To open up even more “career opportunities” for women, Secretary Aspin also eliminated the Defense Department’s “Risk Rule” — a regulation intended to exempt women in non-combat positions from being assigned close to the front lines. Because of these changes, thousands of military women will be serving at greater risk in Iraq than anyone would have expected less than a decade ago.

The 1992 Presidential Commission on the Assignment of Women in the Armed Forces voted against the use of women in combat for many reasons. In summary, women do not have an equal opportunity to survive, or to help fellow soldiers survive. The commission’s biggest concern, however, was the risk of capture and brutality uniquely cruel to women.

A majority of commissioners recognized that acceptance and encouragement of violence against women at the hands of the enemy would be not a step forward for women, but a step backward for civilization.
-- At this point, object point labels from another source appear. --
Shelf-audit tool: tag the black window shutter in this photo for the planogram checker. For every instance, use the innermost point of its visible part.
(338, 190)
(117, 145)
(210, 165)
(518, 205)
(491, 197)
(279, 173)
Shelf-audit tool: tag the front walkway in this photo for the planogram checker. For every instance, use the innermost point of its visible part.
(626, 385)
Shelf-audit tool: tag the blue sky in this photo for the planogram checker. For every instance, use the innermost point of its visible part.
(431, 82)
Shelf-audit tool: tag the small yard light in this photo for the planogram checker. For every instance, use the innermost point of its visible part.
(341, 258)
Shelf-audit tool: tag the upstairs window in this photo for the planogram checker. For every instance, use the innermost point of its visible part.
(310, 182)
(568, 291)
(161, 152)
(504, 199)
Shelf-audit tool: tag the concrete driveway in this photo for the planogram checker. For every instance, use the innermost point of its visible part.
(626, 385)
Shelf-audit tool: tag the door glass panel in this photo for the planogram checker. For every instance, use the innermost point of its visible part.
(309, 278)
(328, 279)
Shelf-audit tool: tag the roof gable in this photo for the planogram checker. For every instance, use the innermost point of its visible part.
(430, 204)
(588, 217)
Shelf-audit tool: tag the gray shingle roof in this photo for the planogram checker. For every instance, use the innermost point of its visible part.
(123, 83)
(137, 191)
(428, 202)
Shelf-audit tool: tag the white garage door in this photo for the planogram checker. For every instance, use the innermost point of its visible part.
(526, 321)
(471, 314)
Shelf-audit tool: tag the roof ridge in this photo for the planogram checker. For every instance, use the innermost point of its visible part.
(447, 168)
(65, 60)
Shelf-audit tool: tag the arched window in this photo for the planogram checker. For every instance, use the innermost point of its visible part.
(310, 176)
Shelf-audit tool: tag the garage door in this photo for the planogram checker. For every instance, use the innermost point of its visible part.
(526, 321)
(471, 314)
The Clinton administration ignored the commission’s report, and Congress failed to schedule full-scale hearings on its findings and recommendations.

Now a real war is in progress, and the unwise policies ordered by Clinton and Aspin are being put to the test. The technological advances in Operation Iraqi Freedom have been truly amazing. But all the social engineering in the world cannot change the fact that there is nothing “fair” or “equal” about warfare.

Margaret Thorne Henderson, Spec. Johnson’s aunt, told Fox News that Shoshana had joined the Army to be a chef. Since soldiers must do what they are told, the young mother was “cross-trained” for a maintenance unit in support of the infantry. Mrs. Henderson, herself a 20-year veteran of the Air Force, calmly asked for and inspired prayers for her niece nationwide.

Pentagon officials and Congress could help by ignoring the doctrinaire daydreams promoted by the New York Times. Our women in uniform face unequal risks, and the American people need to think hard about what that really means.

Elaine Donnelly, a former member of the 1992 Presidential Commission on the Assignment of Women in the Armed Forces, is president of the Center for Military Readiness. CMR is an independent public-policy organization specializing in military personnel issues.